I’ll never forget the 24 hours or so after learning our baby no longer had a heartbeat. I sat at my computer at 4 in the morning and wrote THIS POST as I wept the most gut wrenching, bitter tears in all my life. I didn’t actually expect anyone to read it, and I didn’t plan on talking about it anymore after that moment, but suddenly a few thousand people read that post and the calls and messages starting rolling in.
One of the most common occurrences was heartfelt messages expressing sadness with us, and saying “if there’s anything you need, please let me know.” To be honest, I don’t think I ever responded to those messages. I didn’t know what to say. I didn’t know what I needed. I needed our baby back, that’s all I knew. One person asked if I could use a care package, and I said I guess, I don’t know. Well, then they showed up later that day with the sweetest care package from Sweet Baby Ministries. I’m so glad they saw what I needed, even when I couldn’t.
If you’ve never walked through pregnancy or infant loss, or the loss of someone very close to you, it’s basically impossible to know how to support that person, or especially the pain of what they are feeling. And that’s why I’m writing this. I’m sure there are a million other blogs and articles out there on this topic, but I hope that I can provide something helpful from my own personal experience to those within my small sphere of influence.
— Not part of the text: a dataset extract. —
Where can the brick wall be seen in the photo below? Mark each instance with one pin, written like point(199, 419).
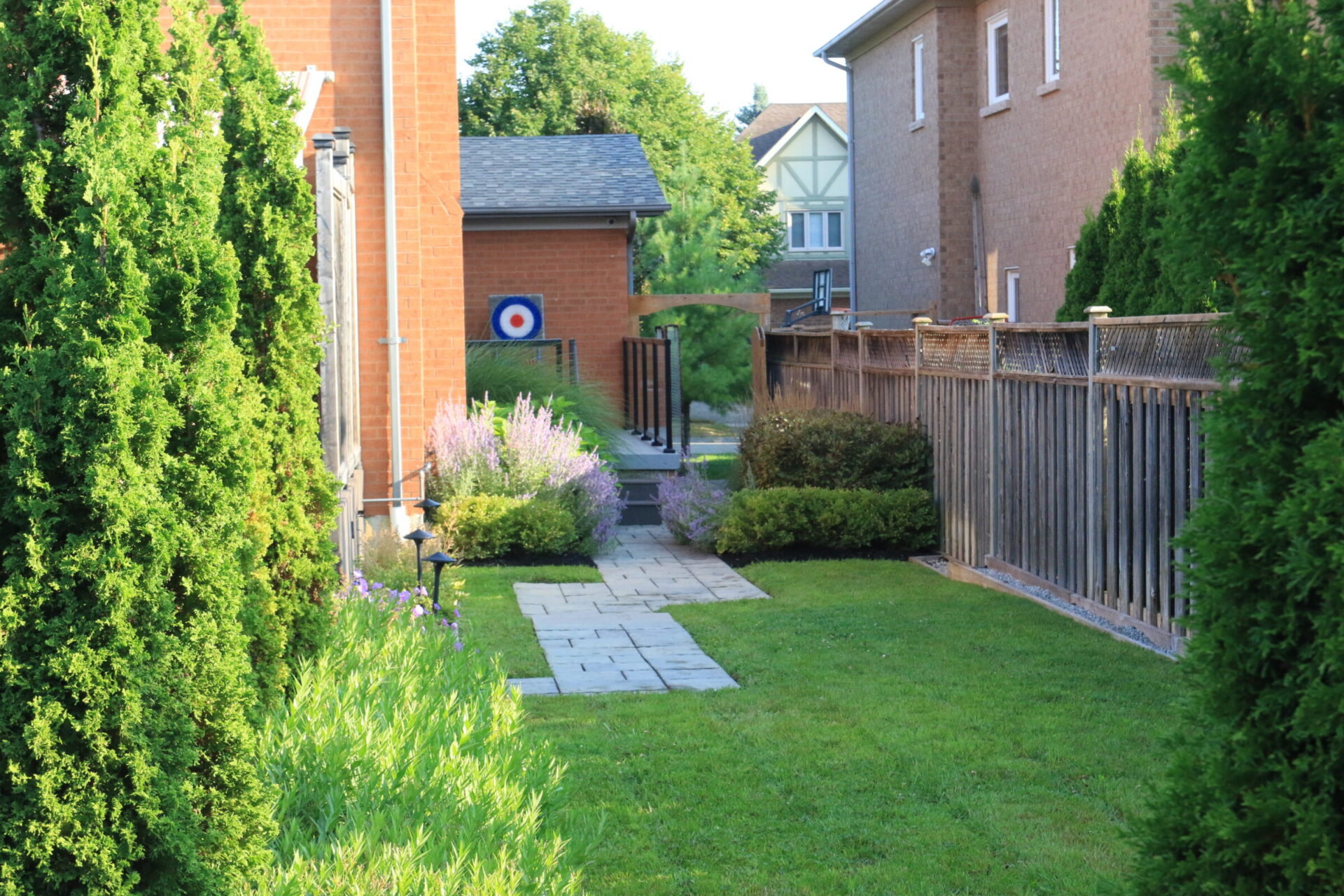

1. Don’t Ask If They Need Anything
Someone going through loss is so consumed by their grief and pain that honestly, the only thing they need is to have the person back that they lost. We see your heart, and we know you want to help, and we feel immense gratitude toward you, but it’s just a very difficult question to answer. Instead of asking if they need anything…
2. Just Do Something
Start a meal train. Bring over gift cards. Drop off a supply of chocolate. Ask if they’ll be home and if you can come over and clean the kitchen. Bring over some fun coloring books or puzzles for their kids if they have small children. A few friends mailed cards with sweet, sweet words they’d written. Two different friends had special jewelry made for me. I’ll never forget those spontaneous acts of kindness.
3. Don’t Be Afraid To Sit With Them In Silence
The last thing I wanted was to be alone. But yet I didn’t really have the energy to talk or reach out to anyone. One of the things that stands out the most to me during this time was my sweet friend Madison just telling me she was coming over. She didn’t ask, she just showed up. She got me out of the house and we went and sat at Organic Squeeze and drank smoothies. She never pressured me to talk, even though I did talk some. She just knew that I needed someone to sit with me. That was one of the most meaningful things anyone could have done. Someone you know walking through grief may not have the ability to pick up and go as I did (my son was at school so I definitely was able), but just showing up with their favorite latte, pint of ice cream, or roll of sushi can be so, so meaningful.
4. Stay Away From Cliche Phrases
I was warned by others who had been in my shoes. Well meaning and loving people will come along and say something along the lines of “God has a plan.” Or worse yet, “maybe something would have been physically wrong with your baby and God was sparing you from all of that.” And just like they warned, I definitely received my fair share of those comments. You may be tempted to say something spiritual or deep, but a simple, “I am so sorry for your loss, and I’m so sorry you have to face this,” is enough. And maybe a big, genuine hug to go with it.
5. Don’t Force Them To Talk About Any Of It
Our community group from church was already scheduled to have a social dinner at our house the next day. They freed me from that obligation, but I really, really wanted them to still come. But then I had super crazy anxiety about having to talk about my feelings in front of everyone. THANK GOODNESS I never had to. We simply sat around eating our mexican food buffet, filled our plates with chips and queso, and talked about normal things while the kids ran around like lunatics. It was the normal I needed at the moment, and I’m so thankful they realized that. Later in the evening the guys were playing darts and games in the garage with the kids and I felt comfortable to talk about things. But it was because I was ready and it was on my terms.
I know I said this would be 5 ways to help, but I’m adding in one more.
6. Don’t forget about them a few months from now.
The initial shock of your friend’s loss will wear off. You will never feel it day in and day out as they do. You will carry on with your life, but remember that your friend will not. Yes, grief becomes less consuming and they will find a new normal, but the loss will never go away for them. Don’t be afraid to ask them how they are doing, even if it’s been 6 months, or a year. Don’t be afraid to pop in and say “hey, I saw this thing today that reminded me of you and (whomever they lost).” To know that this person they lost is still remembered by others will make them feel loved like none other.